Vegan Gluten-Free Stuffing With Mushrooms And Pears
Vegan Gluten-Free Stuffing With Mushrooms And Pears
This recipe is packed with the traditional flavors of stuffing, like sage, thyme and broth, but it's completely vegan and gluten-free. If you're attending a holiday potluck and you're unsure of dietary restrictions, this is the best recipe to bring.

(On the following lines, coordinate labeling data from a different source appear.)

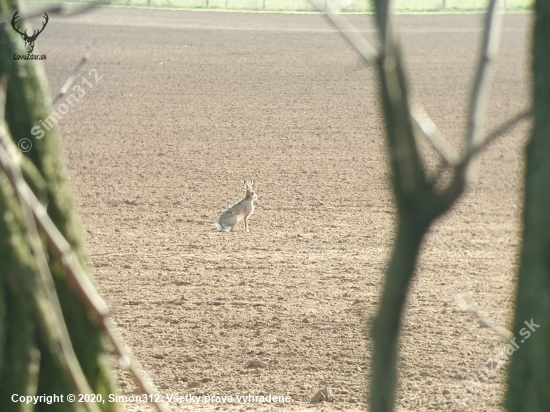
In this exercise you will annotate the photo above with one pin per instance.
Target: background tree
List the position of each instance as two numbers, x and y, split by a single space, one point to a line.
420 198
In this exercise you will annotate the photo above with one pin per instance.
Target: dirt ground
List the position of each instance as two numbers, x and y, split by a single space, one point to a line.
186 105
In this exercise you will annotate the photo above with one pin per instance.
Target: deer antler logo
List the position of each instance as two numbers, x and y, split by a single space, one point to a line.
29 40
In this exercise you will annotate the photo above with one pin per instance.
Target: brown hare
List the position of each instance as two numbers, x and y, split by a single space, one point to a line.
239 211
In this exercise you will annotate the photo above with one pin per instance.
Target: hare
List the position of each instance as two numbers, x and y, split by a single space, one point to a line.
239 211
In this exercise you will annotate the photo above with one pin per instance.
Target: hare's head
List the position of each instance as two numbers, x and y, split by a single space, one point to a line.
250 194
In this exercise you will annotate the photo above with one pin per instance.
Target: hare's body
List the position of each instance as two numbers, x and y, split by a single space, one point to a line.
239 211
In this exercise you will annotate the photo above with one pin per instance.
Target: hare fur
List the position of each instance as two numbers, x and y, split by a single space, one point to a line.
241 210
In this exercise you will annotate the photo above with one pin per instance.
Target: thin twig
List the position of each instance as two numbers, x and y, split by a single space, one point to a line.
499 131
369 53
73 74
76 275
480 93
432 134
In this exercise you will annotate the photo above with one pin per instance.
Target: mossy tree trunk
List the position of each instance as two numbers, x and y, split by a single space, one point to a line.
29 359
529 379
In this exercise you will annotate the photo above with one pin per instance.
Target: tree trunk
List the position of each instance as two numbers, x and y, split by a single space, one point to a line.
529 379
30 363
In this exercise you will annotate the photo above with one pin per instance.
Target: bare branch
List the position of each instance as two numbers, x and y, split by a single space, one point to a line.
73 74
9 164
420 118
480 93
430 131
351 34
499 131
61 334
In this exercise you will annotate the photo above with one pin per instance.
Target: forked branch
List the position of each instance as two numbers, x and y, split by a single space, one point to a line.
36 217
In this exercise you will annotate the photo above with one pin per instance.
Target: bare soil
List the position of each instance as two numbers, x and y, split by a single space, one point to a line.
188 105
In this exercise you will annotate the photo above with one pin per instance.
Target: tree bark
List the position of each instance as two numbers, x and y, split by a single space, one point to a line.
529 379
30 363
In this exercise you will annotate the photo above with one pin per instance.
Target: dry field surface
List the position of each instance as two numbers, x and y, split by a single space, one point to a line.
188 105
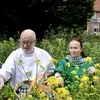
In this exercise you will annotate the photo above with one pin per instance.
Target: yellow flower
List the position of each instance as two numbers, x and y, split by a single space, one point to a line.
85 79
81 85
68 64
53 60
95 78
30 96
88 59
77 67
97 65
19 62
9 99
62 93
42 95
92 87
69 98
37 61
53 81
73 72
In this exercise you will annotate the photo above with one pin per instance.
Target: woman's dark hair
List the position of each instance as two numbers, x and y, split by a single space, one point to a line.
81 44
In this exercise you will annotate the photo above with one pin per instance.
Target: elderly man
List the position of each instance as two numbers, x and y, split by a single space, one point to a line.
28 55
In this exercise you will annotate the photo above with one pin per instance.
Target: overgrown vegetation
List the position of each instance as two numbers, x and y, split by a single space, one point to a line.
57 46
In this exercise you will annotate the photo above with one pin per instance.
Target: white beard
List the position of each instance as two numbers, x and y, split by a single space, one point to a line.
26 52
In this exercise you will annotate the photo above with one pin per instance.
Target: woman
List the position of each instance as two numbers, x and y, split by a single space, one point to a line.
75 60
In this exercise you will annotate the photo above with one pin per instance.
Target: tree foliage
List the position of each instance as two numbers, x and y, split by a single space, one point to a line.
17 15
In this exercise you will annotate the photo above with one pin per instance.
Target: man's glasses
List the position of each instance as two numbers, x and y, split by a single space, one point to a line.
28 43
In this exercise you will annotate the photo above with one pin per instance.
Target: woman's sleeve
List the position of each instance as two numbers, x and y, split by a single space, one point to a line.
60 67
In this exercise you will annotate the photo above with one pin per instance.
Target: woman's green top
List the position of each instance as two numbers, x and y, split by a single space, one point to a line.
69 67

Recipe courtesy of Snixy Kitchen
Prep Time
20
minutes
Cook Time
30
minutes
Servings
8
Total time: 50 minutes
Ingredients
- 1 loaf (about 8 cups) little northern bakehouse seeds & grains gluten-free bread, cut into 1-inch cubes
- 2 tablespoon pepitas (pumpkin seeds)
- 2 tablespoon sunflower seeds
- 1 tablespoon whole grain millet (or more pumpkin seeds)
- 3 tablespoon vegan butter
- 3 tablespoon olive oil
- 4 cup thinly sliced shiitake mushrooms (or a combination of shiitake and oyster mushrooms)
- 2 medium leeks, white and light green parts, halved and thinly sliced
- 1/3 cup minced shallots (about 1 large or 2 small shallots)
- 2 ripe but firm pears, such as bartlett or bosc, chopped into 1/2-inch cubes
- 1 tablespoon fresh sage leaves, minced
- 1 teaspoon fresh thyme leaves
- pinch dried rosemary and nutmeg
- 2 1/4 cup vegetable broth
- 1/2 teaspoon each kosher salt and pepper
Directions
- Preheat the oven to 375°F.
- Grease a 3 quart (9x13) baking dish with vegan butter or olive oil.
- Spread the seeds out on a small baking sheet and toast for 4-6 minutes, until fragrant and beginning to turn golden brown.
- At the same time, spread the bread cubes evenly over a baking sheet and toast for 4-10 minutes, or until crispy and lightly browned, tossing every 4 minutes (if using a dark coated baking sheet, toasting time will be only around 4-5 minutes).
- When the bread is toasted, transfer it to a large mixing bowl.
- Melt 1½ tablespoons butter in a large skillet and add 1½ tablespoons olive oil and a pinch of salt.
- Toss in the sliced mushrooms and cook, stirring, until the mushrooms soften, 3-5 minutes.
- Transfer to the bowl with the bread.
- In the same skillet, melt remaining 1½ tablespoons butter with remaining 1½ tablespoons olive oil.
- Add the leeks and shallots and cook, stirring, for 3 minutes until they begin to soften.
- Add the chopped pear and cook, stirring for 2 more minutes.
- Transfer to the bowl with the bread.
- Toss the bread and vegetables together with fresh thyme, sage, rosemary, and nutmeg.
- Add 1¾ cups vegetable broth and toss well.
- Let sit for 2 minutes.
- If it still feels dry, add up to ½ cup more vegetable broth, as needed.
- Pour into prepared pan and sprinkle with toasted seeds.
- Bake on the middle rack for 20-30 minutes, until the top is golden brown and toasted.
- Serve immediately or over with foil and a towel to keep warm until ready to serve.